Aquellas palabras sonaron como una dulce melodía en los oídos del sacerdote ladrón. El brillo del oro era capaz de borrar cualquier preocupación.
—Debes destruir el rollo de lino antes de comenzar tu viaje a la orilla oeste —prosiguió el mentor de Paykamén—. No lo olvides. Si lo encuentran en tu poder, eres hombre muerto.
—Habrán intensificado la vigilancia en el valle. ¿Cómo podré entrar?
—Descuida. En el documento que te he entregado se indica cómo entrar y cómo llegar a la morada que nos interesa. Los soldados del valle tienen sus fallos, como sucede con todo lo relacionado con el templo de Ipet-isut. Espera a la próxima luna. Después, deja pasar dos días y ven a verme cuando el sol se ponga por el horizonte.
—Quizá no llegue vivo a la próxima luna… —señaló el sacerdote—. Para entonces es probable que Beki haya dado mi nombre y mi cuerpo descanse en el fondo del Nilo.
El enmascarado se rió en la oscuridad provocando un sonido terrorífico.
—Una vez más seré generoso contigo. Ocúpate del segundo hombre, Nesumontu, y yo me encargaré de Beki. Ahora, vuelve por donde has venido, borra tus pasos y no digas a nadie que has estado aquí. De ello depende algo más que tu vida, Paykamén. Puedes irte.

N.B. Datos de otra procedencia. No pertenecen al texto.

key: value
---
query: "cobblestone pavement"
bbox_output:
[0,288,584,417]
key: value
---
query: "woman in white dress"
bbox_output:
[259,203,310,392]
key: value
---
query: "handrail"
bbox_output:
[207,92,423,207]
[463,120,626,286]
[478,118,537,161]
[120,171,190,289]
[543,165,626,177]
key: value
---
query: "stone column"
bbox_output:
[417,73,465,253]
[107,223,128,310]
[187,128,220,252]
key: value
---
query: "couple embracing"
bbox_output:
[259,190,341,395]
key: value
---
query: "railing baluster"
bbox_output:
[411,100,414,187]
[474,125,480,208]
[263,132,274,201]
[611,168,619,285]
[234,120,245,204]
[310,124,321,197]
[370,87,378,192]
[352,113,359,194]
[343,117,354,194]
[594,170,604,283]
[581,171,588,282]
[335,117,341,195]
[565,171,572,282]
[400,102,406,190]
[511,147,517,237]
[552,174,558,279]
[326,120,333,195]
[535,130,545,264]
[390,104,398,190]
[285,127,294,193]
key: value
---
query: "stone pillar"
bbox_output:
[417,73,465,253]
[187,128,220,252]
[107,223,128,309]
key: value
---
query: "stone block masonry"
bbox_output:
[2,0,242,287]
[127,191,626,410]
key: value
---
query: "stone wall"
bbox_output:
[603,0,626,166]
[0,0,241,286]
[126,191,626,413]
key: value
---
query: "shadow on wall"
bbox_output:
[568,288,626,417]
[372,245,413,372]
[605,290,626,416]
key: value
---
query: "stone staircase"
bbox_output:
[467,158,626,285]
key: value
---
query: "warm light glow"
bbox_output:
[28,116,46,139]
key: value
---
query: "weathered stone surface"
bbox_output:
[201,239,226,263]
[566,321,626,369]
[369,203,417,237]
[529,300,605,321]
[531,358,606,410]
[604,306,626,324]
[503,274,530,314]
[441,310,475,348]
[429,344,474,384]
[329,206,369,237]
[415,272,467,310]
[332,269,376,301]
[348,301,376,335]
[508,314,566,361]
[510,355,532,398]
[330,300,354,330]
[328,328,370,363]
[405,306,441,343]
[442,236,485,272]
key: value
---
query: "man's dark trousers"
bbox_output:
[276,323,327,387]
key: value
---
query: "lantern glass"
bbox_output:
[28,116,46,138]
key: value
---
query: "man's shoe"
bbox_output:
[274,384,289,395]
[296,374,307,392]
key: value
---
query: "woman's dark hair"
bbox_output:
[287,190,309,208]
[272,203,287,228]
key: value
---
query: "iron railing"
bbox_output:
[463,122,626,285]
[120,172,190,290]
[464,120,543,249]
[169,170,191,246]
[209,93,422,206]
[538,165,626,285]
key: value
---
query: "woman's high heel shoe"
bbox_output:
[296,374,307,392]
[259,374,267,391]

Con la cabeza agachada y aferrando fuertemente el trozo de lino, el sacerdote fue hasta la puerta, corrió el grueso listón de madera que hacía de cierre y la abrió. Al instante, el frescor de la noche entró en el cuarto. Tras el corredor sólo se veían las ramas de algunas palmeras que ocultaban el paso de los rayos de la luna.
—No olvides destruir el rollo de lino antes de ir a la otra orilla —repitió la misteriosa voz—. No hagas copias ni lo muestres a nadie. Y ahora ve a hacer lo que tienes que hacer en casa de Nesumontu. Volveremos a vernos dos días después de la próxima luna.
Paykamén asintió en silencio. Oculto por las sombras de la noche, recorrió la galería hasta alcanzar las escaleras que llevaban al jardín. Una vez en él, se guardó el rollo de lino y el anillo de oro en una bolsa de cuero que colgaba de su cinturón y corrió cuanto pudo para huir de aquel lugar.